I wasted weeks hand optimizing assembly because I benchmarked on random data

Java and low‑latency / trading use cases

  • Several commenters note real-world trading systems whose “hot path” is in Java or C#, often with patterns like: no allocations in the hot path, GC disabled or effectively idle, and huge RAM/CPU overprovisioning.
  • Others see this as “writing C in Java”: lots of primitives, object pools, very limited String use, and even custom JIT tweaks or JVM forks.
  • Some argue Rust/C/C++ would be more natural for ultra‑low latency; others counter that Java offers strong memory safety, a large talent pool, and JIT tricks (pointer compression, dynamic realignment) that can make it surprisingly competitive.

GC behavior and memory model debates

  • Azul’s “pauseless” C4 collector is cited; another commenter clarifies that GC always has work to do, but C4 does it concurrently so application pauses are negligible.
  • Long thread on whether Java’s boxing and String design impose a “heavy cost” vs. generational GC making allocations almost just pointer bumps.
  • Counterarguments stress GC pressure, cache misses, and pointer chasing, especially with arrays of boxed types.
  • Future/value types (Project Valhalla) and .NET’s value/Span machinery are discussed as attempts to fix long‑standing layout/boxing pain.

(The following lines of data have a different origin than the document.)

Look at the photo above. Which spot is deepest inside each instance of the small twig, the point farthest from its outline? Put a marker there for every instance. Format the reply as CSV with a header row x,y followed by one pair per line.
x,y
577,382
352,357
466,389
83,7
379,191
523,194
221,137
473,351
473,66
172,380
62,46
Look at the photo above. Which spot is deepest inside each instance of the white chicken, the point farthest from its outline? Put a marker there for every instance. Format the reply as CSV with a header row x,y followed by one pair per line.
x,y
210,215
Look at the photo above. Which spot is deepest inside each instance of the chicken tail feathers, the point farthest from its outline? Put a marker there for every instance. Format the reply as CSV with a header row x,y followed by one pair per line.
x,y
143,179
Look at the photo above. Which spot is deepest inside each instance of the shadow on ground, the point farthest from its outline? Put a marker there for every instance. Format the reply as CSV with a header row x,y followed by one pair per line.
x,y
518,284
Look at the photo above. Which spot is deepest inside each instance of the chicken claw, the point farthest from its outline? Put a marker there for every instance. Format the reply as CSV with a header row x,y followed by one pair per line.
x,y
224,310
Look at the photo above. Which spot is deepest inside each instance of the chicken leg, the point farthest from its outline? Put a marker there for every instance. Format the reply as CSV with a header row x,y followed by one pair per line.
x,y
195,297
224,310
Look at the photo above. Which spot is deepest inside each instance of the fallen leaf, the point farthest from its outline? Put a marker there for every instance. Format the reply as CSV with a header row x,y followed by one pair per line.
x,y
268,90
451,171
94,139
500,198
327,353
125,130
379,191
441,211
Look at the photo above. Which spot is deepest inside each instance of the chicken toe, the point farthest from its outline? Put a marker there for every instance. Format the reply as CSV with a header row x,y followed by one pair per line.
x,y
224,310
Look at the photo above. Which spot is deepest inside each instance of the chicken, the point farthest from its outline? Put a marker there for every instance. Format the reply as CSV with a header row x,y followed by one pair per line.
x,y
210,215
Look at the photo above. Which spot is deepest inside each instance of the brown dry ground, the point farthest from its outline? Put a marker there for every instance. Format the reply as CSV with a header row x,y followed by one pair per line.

Benchmarking and data distributions

  • Central lesson: microbenchmarks must use data distributions that match production; random data can either be “too adversarial” (as in the article) or “too nice” (e.g., well‑conditioned random matrices).
  • Identifying representative scenarios is described as one of the hardest parts of performance work, especially on the web. Tools mentioned: continuous profiling, RUM, tracing, JS self‑profiling APIs.
  • Legal/privacy often block simply capturing real production inputs; even aggregate statistics can be sensitive.
  • Profile‑guided optimization (offline or built into JITs) helps, but cannot replace good workload modeling.

Optimization stories, value, and risk

  • Multiple anecdotes echo the article: elaborate optimizations beaten by a trivial fast path for the dominant case; huge engineering effort yielding modest real‑world gains.
  • Some see “wasted” assembly work as valuable skill‑building and proof‑of‑concept experience; others warn about burnout and the risk of losing sight of end‑user impact.
  • A recurring theme: write simple, obviously correct code first; only optimize after profiling on realistic loads, and be prepared to throw experimental code away.

Varint / LEB128 performance discussion

  • Commenters dig into LEB128/varint encoding: SIMD can greatly accelerate worst‑case multi‑byte decodes, but real workloads often consist mostly of 1–2 byte values where simple branches win.
  • Alternative encodings (e.g., MKV’s) are praised as more self‑synchronizing and stream‑friendly.
  • Streaming and very large messages complicate SIMD tricks, since you can’t safely over‑read or pre‑buffer arbitrary bytes.